# Computation Graph

This page gives an overview of the general representation of the computation graph.

It must support multiple features:

- static typing
- variables (read / write / pointers)
- 0 to many number of return values per operation
- function calls

Some other features will be added later, but design should already take them into account:
- dynamic typing
- control flow (loops, conditions)

## Value

A Value represent an actual value represented in the graph.
It can be:
- a placeholder / argument
- a constant
- the output of an operation.

There is no variable type. A placeholder / const can be of type `ptr`, which can be read / written, and acts like a variable.

In [1]:
class Value:
    
    def __init__(self, name, ty):
        # value name
        self.name = name
        
        # graph the node belong to
        self.graph = graph
        
        # value type (might be tensor, pointer, void, or others)
        self.ty = ty
        
        # Operation defining self (might be none)
        self.opdef = None
        
        # Operations that have self as input
        self.users = []
        
class ConstValue(Value):
    
    def __init__(self, val):
        # val transformed to understandable representation for the framework
        # stored as data in the host memory
        # will be copied to device memory only at exec time
        pass
    
    # returns true if it's tensor with all values same
    def is_splat(self): pass

class PlaceholderValue(Value):
    
    def __init__(self, ty):
        # Value will be given at execution time
        # Must be of same type as ty
        pass
    
class OpValue(Value):
    
    def __init__(self, op, output_idx):
        # op is the operation creating this value
        # output_idx is the index of self in the list of outputs of op
        pass

# Types

Every value has a type, can be any of:

- Void: Not sure it's really useful yet, an op that returns nothing just returns no value, and not a value type void, but maybe could be useful for some special ops / templating.
- StaticTensor: Tensor with known datatype and known shape
- DynamicTensor: Tensor with known datatype and unknown shape.

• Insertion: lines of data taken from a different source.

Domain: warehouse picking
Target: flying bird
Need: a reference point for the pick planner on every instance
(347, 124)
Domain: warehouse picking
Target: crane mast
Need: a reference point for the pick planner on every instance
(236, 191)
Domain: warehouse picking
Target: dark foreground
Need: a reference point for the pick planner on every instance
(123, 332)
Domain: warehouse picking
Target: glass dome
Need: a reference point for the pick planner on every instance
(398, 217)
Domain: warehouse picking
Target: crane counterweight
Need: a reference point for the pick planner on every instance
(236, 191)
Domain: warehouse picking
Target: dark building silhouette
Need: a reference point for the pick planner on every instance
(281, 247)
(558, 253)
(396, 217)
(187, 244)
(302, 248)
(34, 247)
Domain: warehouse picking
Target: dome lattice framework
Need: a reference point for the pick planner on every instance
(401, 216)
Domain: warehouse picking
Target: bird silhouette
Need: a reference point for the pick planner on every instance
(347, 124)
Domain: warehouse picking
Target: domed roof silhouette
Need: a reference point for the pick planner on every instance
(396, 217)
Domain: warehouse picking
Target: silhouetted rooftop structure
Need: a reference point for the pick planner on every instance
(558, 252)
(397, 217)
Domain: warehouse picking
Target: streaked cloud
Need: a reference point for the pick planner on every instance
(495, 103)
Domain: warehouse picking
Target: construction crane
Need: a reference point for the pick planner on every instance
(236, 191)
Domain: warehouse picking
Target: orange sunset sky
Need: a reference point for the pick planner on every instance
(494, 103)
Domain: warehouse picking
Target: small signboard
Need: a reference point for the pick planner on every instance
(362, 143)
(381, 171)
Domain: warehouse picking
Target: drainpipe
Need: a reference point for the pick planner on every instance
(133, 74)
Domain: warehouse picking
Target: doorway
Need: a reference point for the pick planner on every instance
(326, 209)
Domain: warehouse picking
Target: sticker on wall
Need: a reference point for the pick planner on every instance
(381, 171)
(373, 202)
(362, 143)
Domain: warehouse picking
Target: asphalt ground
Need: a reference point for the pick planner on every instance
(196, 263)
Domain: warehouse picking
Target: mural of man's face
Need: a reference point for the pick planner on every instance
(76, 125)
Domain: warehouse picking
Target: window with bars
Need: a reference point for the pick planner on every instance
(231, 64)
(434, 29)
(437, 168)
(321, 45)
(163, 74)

Dynamic tensors are needed for some special operations (eg tile with non-constant value).  
Maybe could also be used for parameters with unknown types.

## Operation

An operation takes any number of values as inputs, and produce any nomber of values as outputs.  
It also takes static arguments, knownn when building the ops. It can be things such as padding sizes for conv, or axes for permute or sum.
They are operations for all types of operations:  
Eg: add, mul, sub

### Versions

An operation may have several versions.  
The common use case is to have one version for every type (eg 1 version for add f32, 1 version for add f64).  
Usually the only difference between versions is the actual implementation. (all versions have it's own implementation).  
The version is chosen automatically when the op is built, based on the inputs and attrs.

In [4]:

class Op:
    
    def __init__(self, inputs, outputs, attrs, name):
        # operation name
        self.name = name
        
        # Operation version
        self.version = self.select_version()
        
        #input nodes
        self.inputs = inputs
        
        #output nodes for the operation (can be empty)
        self.outputs = outputs
        
        # static-time operation attributes
        self.attrs = attrs

## Graph

The graph could represent the whole group of operations and nodes.  
Given that the only form of caching is using the nodes itself, there is little need to have a graph class.  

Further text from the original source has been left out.